Verfahren und Vorrichtung zur Charakterisierung von Zellen, Zellverbänden und/oder Geweben
Die Erfindung betrifft eine Vorrichtung sowie ein Verfahren zur Charakterisierung von Zellen, Zellverbänden und/oder Geweben.
Zelltherapeutische Verfahren besitzen als zentrales Werkzeug der regenerativen Medizin einen hohen Stellenwert für zukünftige innovative Behandlungsmethoden. Dabei werden Zellen in vitro in industriellem Maßstab standardisiert gezüchtet und ggf. manipuliert.

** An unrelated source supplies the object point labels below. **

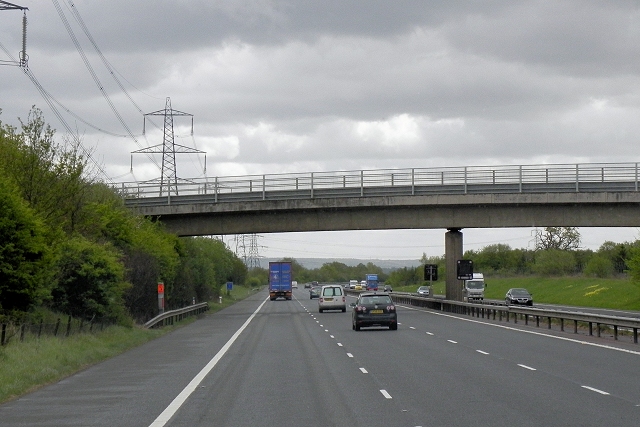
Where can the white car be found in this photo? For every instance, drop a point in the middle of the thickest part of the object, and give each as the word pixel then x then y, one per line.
pixel 332 298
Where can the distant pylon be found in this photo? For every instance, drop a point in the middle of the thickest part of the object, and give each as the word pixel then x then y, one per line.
pixel 248 249
pixel 254 254
pixel 168 175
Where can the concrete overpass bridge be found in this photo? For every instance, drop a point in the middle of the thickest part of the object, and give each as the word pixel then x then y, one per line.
pixel 451 198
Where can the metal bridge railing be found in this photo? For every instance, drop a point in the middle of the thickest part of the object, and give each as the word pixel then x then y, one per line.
pixel 443 180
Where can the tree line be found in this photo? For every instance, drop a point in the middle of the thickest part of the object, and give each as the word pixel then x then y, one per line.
pixel 557 253
pixel 68 243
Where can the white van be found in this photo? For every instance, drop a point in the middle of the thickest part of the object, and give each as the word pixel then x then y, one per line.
pixel 332 298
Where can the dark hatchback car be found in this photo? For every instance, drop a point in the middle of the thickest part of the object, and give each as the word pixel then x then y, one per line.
pixel 314 292
pixel 519 296
pixel 374 309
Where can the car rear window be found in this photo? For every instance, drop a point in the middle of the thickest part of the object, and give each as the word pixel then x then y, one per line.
pixel 330 292
pixel 376 300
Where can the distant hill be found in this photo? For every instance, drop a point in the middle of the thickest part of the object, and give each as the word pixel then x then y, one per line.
pixel 313 263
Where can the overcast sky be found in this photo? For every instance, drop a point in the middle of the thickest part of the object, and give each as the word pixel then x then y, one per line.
pixel 299 86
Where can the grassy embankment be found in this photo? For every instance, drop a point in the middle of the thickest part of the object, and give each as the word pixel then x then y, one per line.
pixel 25 366
pixel 620 294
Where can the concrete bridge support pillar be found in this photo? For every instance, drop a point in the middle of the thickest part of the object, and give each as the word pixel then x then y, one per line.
pixel 452 253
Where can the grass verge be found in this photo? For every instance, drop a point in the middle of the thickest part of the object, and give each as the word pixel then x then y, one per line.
pixel 620 294
pixel 26 366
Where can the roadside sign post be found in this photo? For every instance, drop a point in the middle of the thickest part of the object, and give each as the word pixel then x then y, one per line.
pixel 431 274
pixel 161 297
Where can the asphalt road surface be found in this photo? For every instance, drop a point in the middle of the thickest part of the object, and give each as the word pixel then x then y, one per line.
pixel 281 363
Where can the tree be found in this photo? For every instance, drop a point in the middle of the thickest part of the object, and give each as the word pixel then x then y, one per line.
pixel 554 262
pixel 23 253
pixel 90 280
pixel 599 266
pixel 562 238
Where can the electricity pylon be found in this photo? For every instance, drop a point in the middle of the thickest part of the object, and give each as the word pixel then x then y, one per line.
pixel 168 175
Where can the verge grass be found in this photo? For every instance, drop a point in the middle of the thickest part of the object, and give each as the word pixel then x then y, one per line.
pixel 26 366
pixel 618 293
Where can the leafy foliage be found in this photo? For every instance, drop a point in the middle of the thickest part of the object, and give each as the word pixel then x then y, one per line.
pixel 554 262
pixel 23 253
pixel 561 238
pixel 90 280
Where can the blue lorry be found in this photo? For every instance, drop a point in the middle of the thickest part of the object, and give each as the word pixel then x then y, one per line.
pixel 280 280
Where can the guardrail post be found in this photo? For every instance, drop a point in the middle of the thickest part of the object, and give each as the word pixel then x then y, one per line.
pixel 520 178
pixel 68 327
pixel 413 182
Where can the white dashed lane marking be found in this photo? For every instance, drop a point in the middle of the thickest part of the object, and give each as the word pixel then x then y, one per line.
pixel 385 394
pixel 596 390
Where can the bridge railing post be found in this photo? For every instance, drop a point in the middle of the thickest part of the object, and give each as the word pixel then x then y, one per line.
pixel 465 180
pixel 520 179
pixel 413 182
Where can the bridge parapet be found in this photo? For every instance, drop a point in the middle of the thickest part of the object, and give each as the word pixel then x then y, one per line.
pixel 509 179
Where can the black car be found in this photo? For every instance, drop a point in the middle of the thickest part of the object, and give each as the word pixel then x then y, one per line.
pixel 374 309
pixel 518 296
pixel 314 292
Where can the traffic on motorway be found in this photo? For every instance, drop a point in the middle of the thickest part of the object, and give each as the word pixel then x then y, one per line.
pixel 284 363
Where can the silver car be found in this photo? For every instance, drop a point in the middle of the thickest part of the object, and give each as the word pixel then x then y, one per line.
pixel 332 298
pixel 424 291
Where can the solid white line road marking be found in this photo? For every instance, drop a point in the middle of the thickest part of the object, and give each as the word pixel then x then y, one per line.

Des Weiteren ist es bekannt, Zellkulturen als Versuchsobjekte in der Pharmaindustrie zur Austestung von Pharmaka einzusetzen.
Das Erscheinungsbild einer zwei- oder dreidimensionalen Zellkultur besitzt sowohl auf Einzelzellniveau als auch auf Niveau der Gesamtzellpopulation spezifische morphologische Merkmale, die jeweils von der Art der kultivierten Zellen abhängig sind. So unterscheiden sich die Zellen z. B. in ihrer Größe, Form, in der Größe des Zellkerns, in der Granularität, der migratorischen Aktivität, der räumlichen Beziehung der Zellen untereinander (dispers oder kohärent) oder bei dreidimensionalen Zellkulturen in ihrer räumlichen Ausrichtung.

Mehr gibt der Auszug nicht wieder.